Bond graph modeling and optimization of photovoltaic pumping system: Simulation and experimental results

Abstract

Bond graphs are a promising possibility for modeling complex physical systems. This paper explores its potential by undertaking the analysis, modeling and design of a water pumping photovoltaic system. The effectiveness of photovoltaic water pumping systems depends on the sufficiency between the generated energy and the volume of pumped water. Another point developed in this paper presents the optimization of a photovoltaic (PV) water pumping system using maximum power point tracking technique (MPPT). The optimization is based on the detection of the optimal power. This optimization technique is developed to optimize the usage of power. The presented MPPT technique is used in photovoltaic water pumping system in order to increasing its efficiency. A buck–boost chopper allows an adaptation interface between the panel and the battery checked by a tracking mechanism known as the MPPT (Maximum Power Point Tracking).

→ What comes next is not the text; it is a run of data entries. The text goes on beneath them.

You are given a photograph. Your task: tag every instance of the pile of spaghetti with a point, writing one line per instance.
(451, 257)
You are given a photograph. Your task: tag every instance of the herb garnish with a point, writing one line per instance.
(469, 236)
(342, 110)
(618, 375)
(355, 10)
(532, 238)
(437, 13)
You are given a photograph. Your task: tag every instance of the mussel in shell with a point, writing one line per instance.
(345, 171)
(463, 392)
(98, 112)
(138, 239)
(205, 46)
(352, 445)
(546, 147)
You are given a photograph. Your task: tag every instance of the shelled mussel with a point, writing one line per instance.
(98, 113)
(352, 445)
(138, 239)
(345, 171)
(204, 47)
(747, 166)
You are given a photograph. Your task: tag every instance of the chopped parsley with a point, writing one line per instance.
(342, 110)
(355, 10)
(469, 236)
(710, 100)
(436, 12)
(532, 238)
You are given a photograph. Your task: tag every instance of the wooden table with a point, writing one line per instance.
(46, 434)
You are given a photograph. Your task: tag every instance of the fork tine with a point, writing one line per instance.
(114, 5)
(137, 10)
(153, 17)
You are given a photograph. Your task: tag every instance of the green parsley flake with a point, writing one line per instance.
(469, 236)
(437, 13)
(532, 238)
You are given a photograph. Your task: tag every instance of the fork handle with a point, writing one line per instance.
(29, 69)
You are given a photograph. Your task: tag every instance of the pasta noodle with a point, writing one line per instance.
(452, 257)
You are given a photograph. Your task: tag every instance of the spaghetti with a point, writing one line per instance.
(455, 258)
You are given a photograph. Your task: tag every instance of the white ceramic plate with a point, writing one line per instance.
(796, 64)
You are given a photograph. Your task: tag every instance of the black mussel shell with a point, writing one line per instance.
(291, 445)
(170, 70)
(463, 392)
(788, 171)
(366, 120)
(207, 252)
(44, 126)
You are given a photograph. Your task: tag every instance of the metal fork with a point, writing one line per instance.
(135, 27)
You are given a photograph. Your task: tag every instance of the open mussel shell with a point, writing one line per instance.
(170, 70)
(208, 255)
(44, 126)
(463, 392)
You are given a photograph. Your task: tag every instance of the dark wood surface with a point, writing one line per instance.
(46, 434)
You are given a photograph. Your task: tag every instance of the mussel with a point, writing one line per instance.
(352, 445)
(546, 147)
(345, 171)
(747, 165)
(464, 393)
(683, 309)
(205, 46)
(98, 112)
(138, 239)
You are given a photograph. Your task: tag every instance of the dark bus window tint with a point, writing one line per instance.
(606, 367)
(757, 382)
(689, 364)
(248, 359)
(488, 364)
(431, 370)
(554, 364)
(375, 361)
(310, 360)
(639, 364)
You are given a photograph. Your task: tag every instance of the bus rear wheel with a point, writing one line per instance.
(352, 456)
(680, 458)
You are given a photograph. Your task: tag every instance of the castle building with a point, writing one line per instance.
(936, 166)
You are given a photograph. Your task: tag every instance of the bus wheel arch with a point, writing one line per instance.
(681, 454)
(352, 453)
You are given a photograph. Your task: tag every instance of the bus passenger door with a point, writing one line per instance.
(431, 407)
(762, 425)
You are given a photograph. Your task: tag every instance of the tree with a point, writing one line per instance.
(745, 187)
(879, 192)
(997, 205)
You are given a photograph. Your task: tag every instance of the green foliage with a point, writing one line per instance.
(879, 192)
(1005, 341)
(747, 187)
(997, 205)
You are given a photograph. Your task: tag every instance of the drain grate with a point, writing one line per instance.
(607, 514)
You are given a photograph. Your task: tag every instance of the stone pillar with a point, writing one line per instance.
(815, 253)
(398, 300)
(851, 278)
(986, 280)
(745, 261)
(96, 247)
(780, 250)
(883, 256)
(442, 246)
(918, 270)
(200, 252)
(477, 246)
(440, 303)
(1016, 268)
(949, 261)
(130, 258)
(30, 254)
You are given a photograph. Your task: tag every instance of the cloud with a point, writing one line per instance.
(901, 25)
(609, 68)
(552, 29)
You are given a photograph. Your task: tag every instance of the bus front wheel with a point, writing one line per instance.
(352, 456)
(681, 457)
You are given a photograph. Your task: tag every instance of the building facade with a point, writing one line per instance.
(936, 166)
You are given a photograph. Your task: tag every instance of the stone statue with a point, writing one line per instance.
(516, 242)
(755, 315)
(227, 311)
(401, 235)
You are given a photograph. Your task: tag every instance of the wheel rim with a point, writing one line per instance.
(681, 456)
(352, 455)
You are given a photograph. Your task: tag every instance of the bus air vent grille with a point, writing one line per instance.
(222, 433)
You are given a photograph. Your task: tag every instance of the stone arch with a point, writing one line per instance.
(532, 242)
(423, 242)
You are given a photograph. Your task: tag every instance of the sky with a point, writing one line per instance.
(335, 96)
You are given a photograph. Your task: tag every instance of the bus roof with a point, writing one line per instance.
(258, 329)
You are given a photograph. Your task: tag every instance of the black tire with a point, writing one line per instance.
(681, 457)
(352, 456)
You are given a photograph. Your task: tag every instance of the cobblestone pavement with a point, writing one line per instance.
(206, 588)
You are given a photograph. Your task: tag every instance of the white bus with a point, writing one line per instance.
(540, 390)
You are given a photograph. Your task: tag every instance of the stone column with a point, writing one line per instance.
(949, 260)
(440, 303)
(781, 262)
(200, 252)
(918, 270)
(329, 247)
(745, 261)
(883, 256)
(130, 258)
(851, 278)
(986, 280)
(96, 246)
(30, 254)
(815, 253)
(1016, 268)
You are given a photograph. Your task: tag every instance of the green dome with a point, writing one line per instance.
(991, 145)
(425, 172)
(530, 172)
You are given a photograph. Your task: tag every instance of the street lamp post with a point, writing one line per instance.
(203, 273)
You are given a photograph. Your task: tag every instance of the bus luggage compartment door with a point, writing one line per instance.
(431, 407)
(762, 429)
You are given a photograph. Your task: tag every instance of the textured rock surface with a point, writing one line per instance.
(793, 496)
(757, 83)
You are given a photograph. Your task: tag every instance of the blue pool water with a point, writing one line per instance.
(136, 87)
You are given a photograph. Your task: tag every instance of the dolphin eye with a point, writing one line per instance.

A new algorithm is presented to control a maximum power point tracker MPPT through a bond graph. From the chemical reactions in the batteries to the control laws of the power electronics structures, a bond graph model is proposed for every single part of the system. The model is used in simulations and the results compared to actual measurements. The model is used in simulations and the results compared to actual measurements, showing an accuracy of nearly 99%.